Dalla Banking Union alle agenzie di rating.
Più un’organizzazione diventa complessa, più l’allocazione delle risorse, il riconoscimento dei diritti-doveri e la distribuzione dei poteri diventa cosa ardua, e allo stesso tempo essenziale al buon funzionamento della stessa.
La nostra società è un’organizzazione complessa. L’aspetto su cui vorrei focalizzare l’attenzione, oggi, è quello economico. La crisi cominciata nel Settembre 2008, denominata anche la Grande Recessione, è stata una presa di coscienza; ci si è resi conto di quanto il meccanismo fosse diventato complesso e di quanto, probabilmente, la regolamentazione fosse rimasta indietro.
Uno dei fattori determinanti per la crisi finanziaria è stata la forte interdipendenza delle istituzioni finanziarie, che ha messo in moto meccanismi di trasmissione e ha reso possibile il contagio.
Il grado d’interconnessione dei mercati finanziari a livello globale e l’internazionalizzazione delle banche era, ed è, molto alto; tuttavia, la regolamentazione finanziaria dei vari Paesi mancava di coordinamento.
Questa riconosciuta esigenza rappresenta, di fatto, il fondamento della reazione alla crisi delle istituzioni europee, e non solo.
Banking Union è il progetto portato avanti dall’Unione Europea e dalla BCE, che ha come obiettivo un’armonizzazione delle leggi economico-finanziarie dei Paesi membri e che si è tradotto nella fondazione di nuove istituzioni e nell’introduzione di nuove direttive.
Oggetto di discussione non è solo la relazione delle Nazioni Europee ma, chiaramente, anche il rapporto di queste con gli Stati Uniti e i Paesi Emergenti.
Le nostre istituzioni hanno dovuto instaurare un dialogo con quelle americane; attualmente, il focus principale è sulla regolamentazione dei mercati derivati.
In letteratura, molti guardano alle agenzie di rating come ad un’altra causa della crisi; in particolar modo, il loro funzionamento è considerato un fallimento della regolamentazione finanziaria.
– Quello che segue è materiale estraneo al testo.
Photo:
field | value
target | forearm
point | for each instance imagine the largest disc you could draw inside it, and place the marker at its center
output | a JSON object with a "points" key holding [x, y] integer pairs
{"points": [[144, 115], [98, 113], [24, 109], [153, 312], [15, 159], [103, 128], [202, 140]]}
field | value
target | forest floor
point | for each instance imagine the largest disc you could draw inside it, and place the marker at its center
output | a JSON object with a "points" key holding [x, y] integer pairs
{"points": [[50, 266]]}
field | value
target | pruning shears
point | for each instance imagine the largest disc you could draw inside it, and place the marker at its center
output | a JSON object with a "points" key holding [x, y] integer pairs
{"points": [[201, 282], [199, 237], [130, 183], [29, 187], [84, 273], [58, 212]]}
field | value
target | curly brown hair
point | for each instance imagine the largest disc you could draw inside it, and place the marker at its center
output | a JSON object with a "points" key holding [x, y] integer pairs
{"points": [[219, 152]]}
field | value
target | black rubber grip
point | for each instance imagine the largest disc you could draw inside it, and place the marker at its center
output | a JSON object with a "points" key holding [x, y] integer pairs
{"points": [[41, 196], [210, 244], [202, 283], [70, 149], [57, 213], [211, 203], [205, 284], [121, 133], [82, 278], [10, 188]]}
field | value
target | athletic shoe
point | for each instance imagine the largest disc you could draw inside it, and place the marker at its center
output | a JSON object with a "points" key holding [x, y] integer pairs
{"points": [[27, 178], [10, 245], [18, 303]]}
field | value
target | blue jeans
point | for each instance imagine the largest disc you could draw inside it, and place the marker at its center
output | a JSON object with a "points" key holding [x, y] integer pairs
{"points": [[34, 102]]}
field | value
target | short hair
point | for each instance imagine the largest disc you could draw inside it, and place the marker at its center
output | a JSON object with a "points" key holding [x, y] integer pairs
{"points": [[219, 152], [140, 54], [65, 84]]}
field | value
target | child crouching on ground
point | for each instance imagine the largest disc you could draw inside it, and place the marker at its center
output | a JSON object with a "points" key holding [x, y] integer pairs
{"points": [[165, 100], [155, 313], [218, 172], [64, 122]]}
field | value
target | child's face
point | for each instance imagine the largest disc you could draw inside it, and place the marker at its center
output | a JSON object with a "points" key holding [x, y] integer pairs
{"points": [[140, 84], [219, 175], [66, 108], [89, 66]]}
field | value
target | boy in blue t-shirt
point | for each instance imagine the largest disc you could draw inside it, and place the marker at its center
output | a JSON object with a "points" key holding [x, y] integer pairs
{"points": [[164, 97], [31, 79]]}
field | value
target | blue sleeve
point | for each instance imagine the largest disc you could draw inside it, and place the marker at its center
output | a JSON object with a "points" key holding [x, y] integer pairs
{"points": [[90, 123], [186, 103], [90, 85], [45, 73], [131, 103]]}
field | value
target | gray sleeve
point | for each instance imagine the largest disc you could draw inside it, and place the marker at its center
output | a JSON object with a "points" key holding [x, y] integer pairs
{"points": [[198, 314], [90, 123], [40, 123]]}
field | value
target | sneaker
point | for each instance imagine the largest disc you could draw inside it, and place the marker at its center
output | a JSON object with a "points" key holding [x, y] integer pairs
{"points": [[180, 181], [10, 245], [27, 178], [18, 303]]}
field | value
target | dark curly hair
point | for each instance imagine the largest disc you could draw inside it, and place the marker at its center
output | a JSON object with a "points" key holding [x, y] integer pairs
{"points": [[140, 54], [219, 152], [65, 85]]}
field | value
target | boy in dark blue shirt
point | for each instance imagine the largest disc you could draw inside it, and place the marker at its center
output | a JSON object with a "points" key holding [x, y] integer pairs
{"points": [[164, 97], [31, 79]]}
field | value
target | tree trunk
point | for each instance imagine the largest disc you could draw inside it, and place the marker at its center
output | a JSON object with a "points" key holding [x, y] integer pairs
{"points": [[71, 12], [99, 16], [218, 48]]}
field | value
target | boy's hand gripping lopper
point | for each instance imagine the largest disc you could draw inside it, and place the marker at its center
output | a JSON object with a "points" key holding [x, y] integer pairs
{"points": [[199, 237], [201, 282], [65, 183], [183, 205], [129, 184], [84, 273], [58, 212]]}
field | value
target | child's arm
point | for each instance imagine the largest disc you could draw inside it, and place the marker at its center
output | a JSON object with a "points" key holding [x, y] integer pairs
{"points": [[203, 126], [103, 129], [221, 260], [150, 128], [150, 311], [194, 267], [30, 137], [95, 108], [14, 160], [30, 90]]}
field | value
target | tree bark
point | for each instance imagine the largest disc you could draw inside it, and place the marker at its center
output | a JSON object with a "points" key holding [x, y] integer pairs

In due parole, le agenzie di rating sono le uniche società la cui valutazione sulla solidità e la solvibilità di Stati, banche, aziende, titoli, è riconosciuta dalla legge. È sul “voto”, che può andare da una tripla A ad una D, che tutta la regolamentazione di Basilea si basa: le banche sono obbligate ad avere una certa quantità di capitale, per minimizzare il rischio di insolvenza, calcolata in percentuale della rischiosità delle attività che la stessa banca svolge; quanto un’attività è rischiosa ce lo dicono proprio le agenzie di rating.
Ciò che durante la crisi è emerso è che i suddetti rating sarebbero “ritardati”, seguirebbero il mercato, avendo quindi una scarsa capacità predittiva. In effetti, i titoli subprime che ci hanno condotto alla crisi, erano valutati con una tripla A fino a poco prima del crollo!
Il problema, alquanto evidente, è il conflitto di interesse esistente tra le agenzie di rating e gli emittenti dei titoli che devono essere valutati.
Attualmente, e in realtà sin dal 1975, le agenzie di rating riconosciute dalla legge si contano sulle dita di una mano e, inoltre, le quote di mercato significative si dividono solamente tra le Big 3: Moody’s, Standard and Poor’s e Fitch.
Le agenzie sono private: è argomento di dibattito quanto sia “eticamente” corretto che i “prodotti” di società private abbiano forza di legge.
La situazione è ancora più controversa se si pensa che queste agenzie rispondano al Primo Emendamento della Costituzione degli Stati Uniti d’America, vale a dire che è loro riconosciuta la libertà di parola e di stampa: praticamente, sono considerate alla stregua di giornalisti e opinionisti.